13 Replies Latest reply: Jan 31, 2013 6:26 AM by chris227 RSS

    Regular expression [:alpha:] class not giving correct result on 11g

    987706
      Hi All,

      We have requirement to check whether input string is english or any other language ( we are checking for farsi). I am exceuting following statement to check whether it contains any alphabet, if not then taking it as non english.

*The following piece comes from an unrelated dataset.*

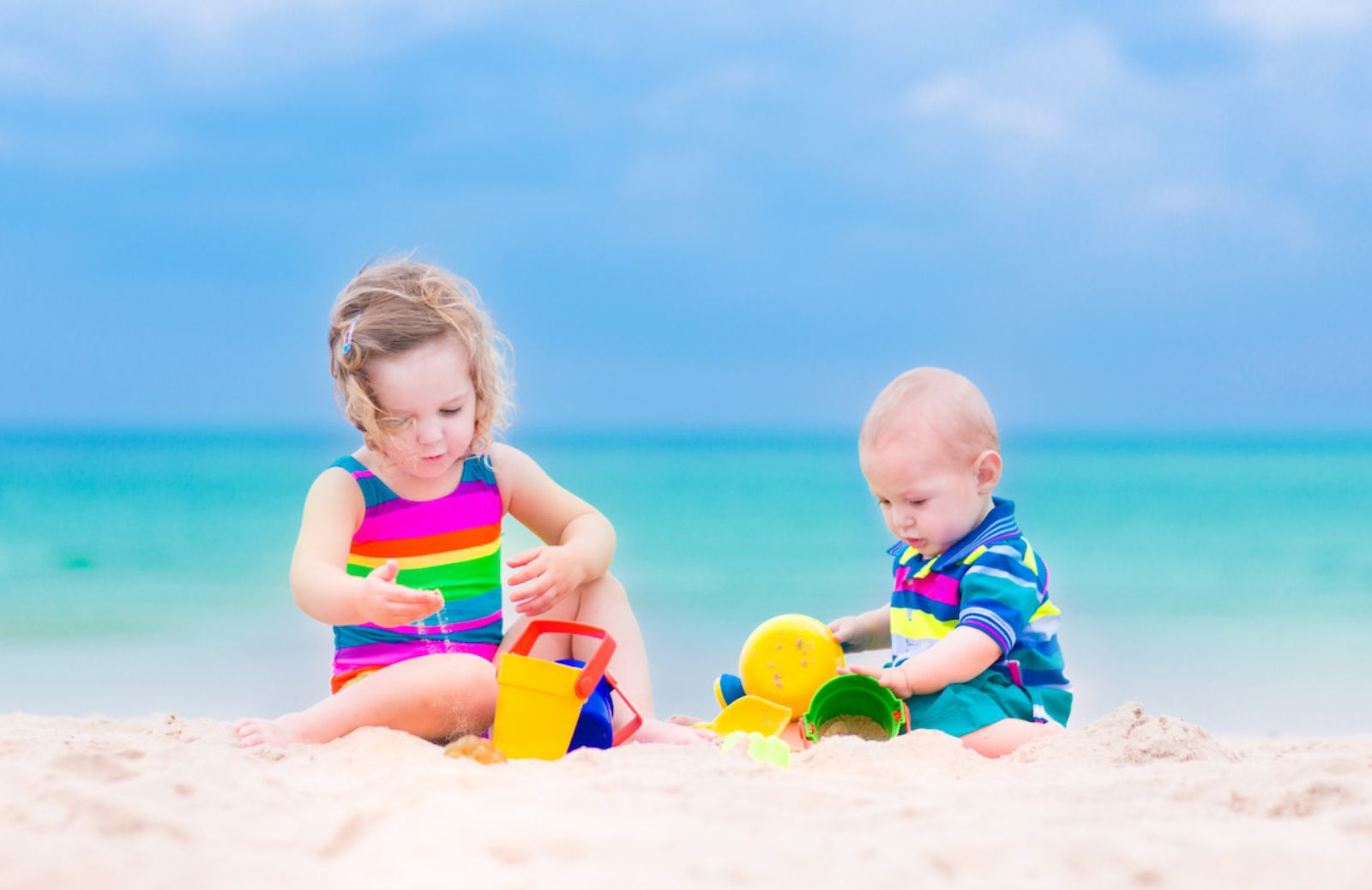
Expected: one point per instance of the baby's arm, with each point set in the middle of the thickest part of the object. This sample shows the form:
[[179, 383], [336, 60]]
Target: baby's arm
[[859, 633], [581, 542], [319, 574], [958, 657]]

      1. when i am passing farsi characters,It should return 0. But it is returning output as 1 on 11G,
      0 on 10G.


      SELECT REGEXP_INSTR ('نام', '[[:alpha:]]', 1,1)
      --- INTO v_alpha
      FROM DUAL;


      2. if i replace [:alpha:] with [A-Za-z] or [:lower:][:upper:] then it is working fine on both 10g,11g , returning 0


      Can anyone help in understanding why [:alpha:] class not working on 11g.

      Thanks in Advance
        • 1. Re: Regular expression [:alpha:] class not giving correct result on 11g
          chris227
          The rexp-function with the usage of character classes and ranges is NLS-Setting dependend.
          That means, that alpha contains all "all alphabetic characters".

          In the seocnd example you gave you restricted the alpha class down to dedicated ranges.
          See the example below for my NLS-Settings:
          SELECT 
           REGEXP_INSTR ('نام', '[[:alpha:]]', 1,1) a
          ,REGEXP_INSTR ('نام', '[y-€]', 1,1) b
          FROM DUAL
          
          A B 
          1 1 
          If really want to test only against ascii you have to do this more accuratly.
          • 2. Re: Regular expression [:alpha:] class not giving correct result on 11g
            987706
            Thanks Chris for quick reply!

            Can you please tell what NLS parameters it depends on...i hav checked in both database all parameter are same except characterset

            In 10g - NLS_CHARACTERSET     WE8ISO8859P1
            11g- NLS_CHARACTERSET     AR8MSWIN1256

            In definition of [:alpha:] class , in most of websites range mentioned is A-Z, a-z .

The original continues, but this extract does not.